Last night, I went to this month’s After the Carnival reading in Long Beach. It was the book launch for Michael Buckley’s new short story collection, Miniature Men, from World Parade Books. Tonight, I’ll be heading down that way again to see Fred Voss and Clint Margrave at Cheapshots in Long Beach.

 

I always enjoy the readings in Long Beach for a number of reasons. The first is completely personal. I went to Long Beach State for my MFA. I was a young man in the city and had a great time. Driving through those tightly packed streets brings me back to all the fun I had at that time with some of the most welcoming and open people I’ve ever known.

 

But the second reason I love those series is tied to the first. So many of the poets and writers are welcoming and open in that part of the town, and I’m not just talking about the way they treat each other and the people who show up to their readings. I’m talking about their writing.

 

I like a poem that’s accessible. I like a poet whose work makes clear sense. Too much poetry makes reference to ideas, people, and places that are so personal to the poets or their philosophies that when we read them, we are made to feel like outsiders.
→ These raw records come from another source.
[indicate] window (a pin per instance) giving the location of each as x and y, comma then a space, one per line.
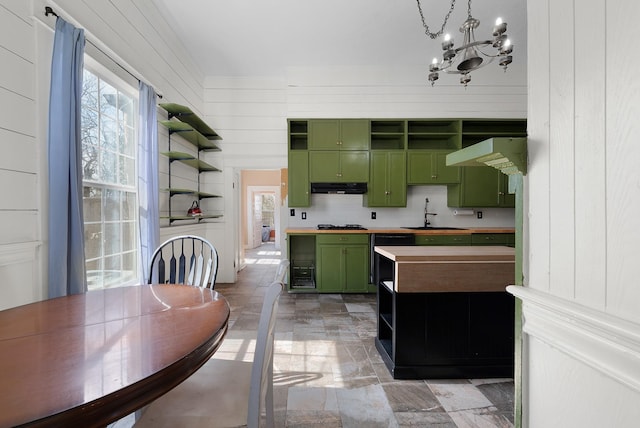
109, 182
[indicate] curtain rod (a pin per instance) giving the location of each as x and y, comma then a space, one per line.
49, 11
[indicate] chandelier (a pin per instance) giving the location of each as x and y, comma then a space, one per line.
470, 55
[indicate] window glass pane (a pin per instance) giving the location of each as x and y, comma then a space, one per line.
111, 205
109, 167
112, 239
108, 161
128, 236
108, 99
125, 110
89, 91
109, 134
93, 241
127, 141
127, 171
129, 206
92, 204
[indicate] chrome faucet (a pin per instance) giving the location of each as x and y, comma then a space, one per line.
427, 213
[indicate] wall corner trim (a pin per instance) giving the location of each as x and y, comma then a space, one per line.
605, 342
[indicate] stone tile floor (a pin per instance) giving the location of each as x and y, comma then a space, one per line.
327, 372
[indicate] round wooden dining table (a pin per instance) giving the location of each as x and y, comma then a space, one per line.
90, 359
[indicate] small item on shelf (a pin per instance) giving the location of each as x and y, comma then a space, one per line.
195, 210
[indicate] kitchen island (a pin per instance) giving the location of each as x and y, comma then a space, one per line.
443, 311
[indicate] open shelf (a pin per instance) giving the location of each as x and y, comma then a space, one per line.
184, 123
187, 132
200, 195
186, 115
188, 159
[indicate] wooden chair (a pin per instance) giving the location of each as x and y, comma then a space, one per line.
184, 259
209, 398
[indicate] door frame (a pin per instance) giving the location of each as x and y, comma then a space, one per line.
248, 215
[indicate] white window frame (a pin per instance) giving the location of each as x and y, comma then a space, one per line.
104, 74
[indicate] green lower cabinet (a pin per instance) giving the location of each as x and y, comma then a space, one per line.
508, 239
481, 186
443, 239
387, 180
342, 263
299, 192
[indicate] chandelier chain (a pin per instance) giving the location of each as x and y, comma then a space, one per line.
427, 31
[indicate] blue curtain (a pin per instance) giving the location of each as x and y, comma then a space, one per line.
66, 229
147, 178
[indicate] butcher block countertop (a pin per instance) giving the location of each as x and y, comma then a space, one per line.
468, 231
437, 269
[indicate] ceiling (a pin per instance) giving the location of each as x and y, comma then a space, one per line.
269, 37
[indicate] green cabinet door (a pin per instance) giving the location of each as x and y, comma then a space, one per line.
429, 167
354, 166
335, 134
387, 180
299, 178
330, 264
338, 167
356, 268
481, 186
342, 262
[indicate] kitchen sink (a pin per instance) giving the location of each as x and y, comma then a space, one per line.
432, 228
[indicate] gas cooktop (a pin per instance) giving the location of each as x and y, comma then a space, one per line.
340, 227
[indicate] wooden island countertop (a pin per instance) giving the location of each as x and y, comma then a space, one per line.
437, 269
461, 231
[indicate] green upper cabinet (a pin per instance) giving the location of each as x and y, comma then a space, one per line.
387, 179
388, 134
428, 143
484, 186
481, 186
336, 134
429, 167
338, 166
299, 187
298, 170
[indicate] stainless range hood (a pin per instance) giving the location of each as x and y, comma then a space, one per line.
507, 154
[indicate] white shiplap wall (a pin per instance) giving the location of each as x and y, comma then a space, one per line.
251, 114
132, 32
19, 175
582, 324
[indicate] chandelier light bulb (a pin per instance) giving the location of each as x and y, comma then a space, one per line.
499, 28
447, 44
506, 48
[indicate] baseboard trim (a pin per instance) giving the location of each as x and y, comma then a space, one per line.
606, 343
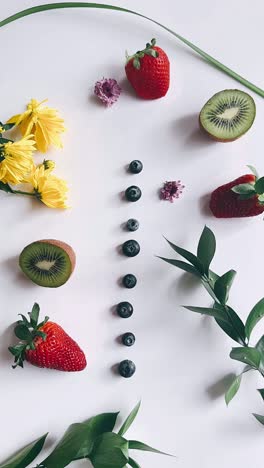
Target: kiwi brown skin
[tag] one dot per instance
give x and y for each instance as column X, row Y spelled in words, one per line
column 220, row 140
column 66, row 247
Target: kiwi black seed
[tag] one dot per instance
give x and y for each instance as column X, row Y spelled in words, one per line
column 48, row 262
column 228, row 115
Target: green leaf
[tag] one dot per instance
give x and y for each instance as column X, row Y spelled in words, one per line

They are the cool kids, and we are the slightly awkward, acne-faced kids smelling vaguely like paste and sweat and wishing to be included.

 

Not so with the Long Beach movement. It all started with Charles Bukowski. If you know his work, you know how direct his language is and how clearly he transmits his ideas. You also know, and might be turned off by, how bawdy he can be. The legacy he left in Long Beach, through poets like Gerald Locklin, Donna Hilbert, Ray Zepeda, and their protégées is that of clear writing more than anything else.

 

When you read one of these poems, they draw you in and you feel that you are part of the literary world. They are real people writing about real events and real emotions. I can’t get enough of that. I like to know when I’m reading a poem that the poet understands what it’s like to have trouble paying bills or raising kids or driving on the Ten freeway. In short, I like to know that I’m not completely alone in this world, that I’m not going through this by myself. These poets do that.